Editorial de Insurgência, tendência interna do PSOL. 12 de abril de 2024.
A esquerda e as forças populares no Brasil encontram-se diante de um grande desafio. No mínimo desde a eleição de Javier Milei na Argentina em novembro passado, há uma recuperação da capacidade de iniciativa do bolsonarismo, que não apenas tem resistido à pressão institucional, mas também recuperado a ofensiva nas ruas – como visto no ato de 25 de fevereiro em São Paulo e na preparação para o próximo dia 21 no Rio de Janeiro.
Ainda que tenham sofrido derrotas parciais, não é demais ressaltar que nesta semana 236 parlamentares foram, direta ou indiretamente, a favor da soltura do miliciano mandante do assassinato de Marielle Franco. Bolsonaro e o bolsonarismo estiveram em relativa defensiva depois da derrota da tentativa de golpe em janeiro do ano passado e da decretação da sua inelegibilidade, especialmente pelas derrotas institucionais no Supremo Tribunal Federal. Mas nas ruas e na sociedade é a extrema-direita quem vem ganhando posições e retomando sua capacidade ofensiva. O recente ataque de Elon Musk contra a soberania nacional, junto aos recorrentes ataques da diplomacia israelense contra Lula e o governo, reforçam o bloco bolsonarista e expressam a centralidade que o Brasil tem para a extrema-direita a nível mundial.
De outro lado, Lula, mesmo com a melhora nos indicadores econômicos, não tem conseguido traduzir seus acertos em um fortalecimento do governo. Ao contrário, tem perdido apoio em todas as pesquisas de popularidade.
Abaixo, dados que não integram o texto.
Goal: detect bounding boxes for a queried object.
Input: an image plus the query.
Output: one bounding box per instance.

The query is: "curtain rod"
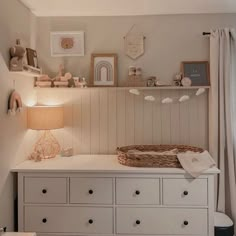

Na política de comunicação, não tem conseguido nem travar uma disputa ideológica, nem ampliar sua base de apoio. A estratégia de concessões ao mercado financeiro e colaboração com setores da direita tem cobrado o preço de uma frustração mesmo entre parcelas da classe trabalhadora e dos setores populares.
A recente divulgação dos cortes do governo na ordem de R$ 4 bilhões neste ano nas áreas da saúde e da educação, a manutenção até aqui do reajuste zero para os servidores públicos, são consequências da rendição à política do ajuste fiscal, numa flagrante contradição com os compromissos e o programa que previam o fim do teto dos gastos e que levou a vitória de Lula nas eleições de 2022. Enquanto isso, aumentam os investimentos em segurança pública e segue vigente o decreto de privatização dos presídios e espaços socioeducativos, que contribuem para o encarceramento e a ampliação das mortes do povo negro no Brasil. No Senado, a bola da vez é a tentativa de criminalização do porte de substâncias ilícitas em qualquer quantidade via PEC 45, violando direitos fundamentais e piorando as desigualdades sociais e econômicas no país.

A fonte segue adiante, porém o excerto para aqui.